Juror 118 says she does agree that John Montenegro Cruz is guilty. She
says he's just not deserving of death.

"I'm very sad for the officer's family. I feel that they've experienced a
huge loss that I can't even begin to understand, but I also feel very sad,
now, for Cruz's family."

(source: KVOA News)






MISSOURI:

As execution looms, moratorium sought for study


One week of life remains for Stanley Hall, confessed murdered of Barbara
Wood.

Hall threw a struggling Woods off a bridge in St. Louis in 1994.

The State Supreme Court has set an execution date of March 16, the 1st
execution for Missouri in a year-and-a-half.

Supporters of a moratorium on the death penalty spoke against the "crap
shoot of state killings" one-week prior to the planned execution of
Stanley Hall.

Hall committed the murder in the City of St. Louis, but despite requests
from attorneys, the trial took place in St. Louis County.

"This is significant as St. Louis County is the state's most zealous death
penalty jurisdiction, resulting in 33 death sentences," Rita Linhardt
said.

3 times as many murder cases were tried as capital murder cases in St.
Louis County as compared to murder cases in the City of St. Louis between
1978-1996.

A representative from Missourians to Abolish the Death Penalty, Linhardt
believes geographic arbitrariness needs to be studied by a commission
during the proposed moratorium.

Disproportionate racial aspects of death penalties in Missouri also needs
to be studied, Linhardt said.

Michael Lenze, University of Missouri-Columbia sociology instructor, said
the chances of being charged with a death penalty for an African American
killing a white person was 37 % in St.
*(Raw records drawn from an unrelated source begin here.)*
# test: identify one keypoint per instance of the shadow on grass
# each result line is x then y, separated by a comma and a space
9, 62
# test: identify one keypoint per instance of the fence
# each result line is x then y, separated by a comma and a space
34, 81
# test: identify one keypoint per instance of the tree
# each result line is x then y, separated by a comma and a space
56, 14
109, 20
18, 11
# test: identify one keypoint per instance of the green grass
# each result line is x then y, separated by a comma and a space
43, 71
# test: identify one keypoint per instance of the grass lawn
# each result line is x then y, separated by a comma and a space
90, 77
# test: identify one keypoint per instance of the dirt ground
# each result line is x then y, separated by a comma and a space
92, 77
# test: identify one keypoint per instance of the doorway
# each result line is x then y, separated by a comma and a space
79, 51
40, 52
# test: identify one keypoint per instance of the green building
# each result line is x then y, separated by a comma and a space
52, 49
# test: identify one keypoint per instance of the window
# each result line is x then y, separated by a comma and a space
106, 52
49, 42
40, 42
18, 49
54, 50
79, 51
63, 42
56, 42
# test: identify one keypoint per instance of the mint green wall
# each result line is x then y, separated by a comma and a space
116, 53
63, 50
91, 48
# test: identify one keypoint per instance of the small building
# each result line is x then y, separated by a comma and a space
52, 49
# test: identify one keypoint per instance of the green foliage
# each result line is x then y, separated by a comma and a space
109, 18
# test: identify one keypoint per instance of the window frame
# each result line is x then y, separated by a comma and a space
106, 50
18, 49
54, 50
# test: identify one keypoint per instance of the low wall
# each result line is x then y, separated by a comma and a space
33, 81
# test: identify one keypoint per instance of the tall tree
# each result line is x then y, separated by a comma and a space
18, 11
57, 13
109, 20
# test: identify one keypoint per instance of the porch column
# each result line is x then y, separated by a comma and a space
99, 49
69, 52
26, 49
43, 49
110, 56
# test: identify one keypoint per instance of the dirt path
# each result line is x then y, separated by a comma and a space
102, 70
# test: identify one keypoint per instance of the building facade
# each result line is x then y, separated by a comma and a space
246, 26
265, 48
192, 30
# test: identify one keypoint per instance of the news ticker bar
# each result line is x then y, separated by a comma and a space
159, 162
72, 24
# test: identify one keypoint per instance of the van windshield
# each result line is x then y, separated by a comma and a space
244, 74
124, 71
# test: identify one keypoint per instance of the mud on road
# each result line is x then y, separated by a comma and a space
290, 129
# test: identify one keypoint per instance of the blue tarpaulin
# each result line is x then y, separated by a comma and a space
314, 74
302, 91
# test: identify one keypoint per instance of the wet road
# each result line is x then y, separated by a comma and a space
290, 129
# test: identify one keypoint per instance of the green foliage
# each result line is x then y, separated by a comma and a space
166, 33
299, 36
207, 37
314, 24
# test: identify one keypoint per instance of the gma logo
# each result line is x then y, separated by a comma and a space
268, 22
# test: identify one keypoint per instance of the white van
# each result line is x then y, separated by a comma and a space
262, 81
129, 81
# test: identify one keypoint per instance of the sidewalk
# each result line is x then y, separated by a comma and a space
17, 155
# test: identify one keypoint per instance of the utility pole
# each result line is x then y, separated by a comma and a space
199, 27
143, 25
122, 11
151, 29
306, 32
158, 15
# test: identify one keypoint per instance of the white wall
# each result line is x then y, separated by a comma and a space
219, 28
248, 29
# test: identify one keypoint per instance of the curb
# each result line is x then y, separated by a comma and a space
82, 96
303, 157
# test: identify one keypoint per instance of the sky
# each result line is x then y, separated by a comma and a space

Louis County. The chances a white
person faced the death penalty for killing an African American was 12 %.

Linhardt alleged their was prosecutor misconduct in Hall's trial.

Prosecutors used peremptory challenges to strike all African-Americans
from the jury pool in Stanley Hall's case.

"During the sentencing phase, prosecutors coldly likened Mr. Hall to his
pet dog, which was afflicted with distemper. 'Both being,' he implied,
'needed to be killed,'" Linhardt said.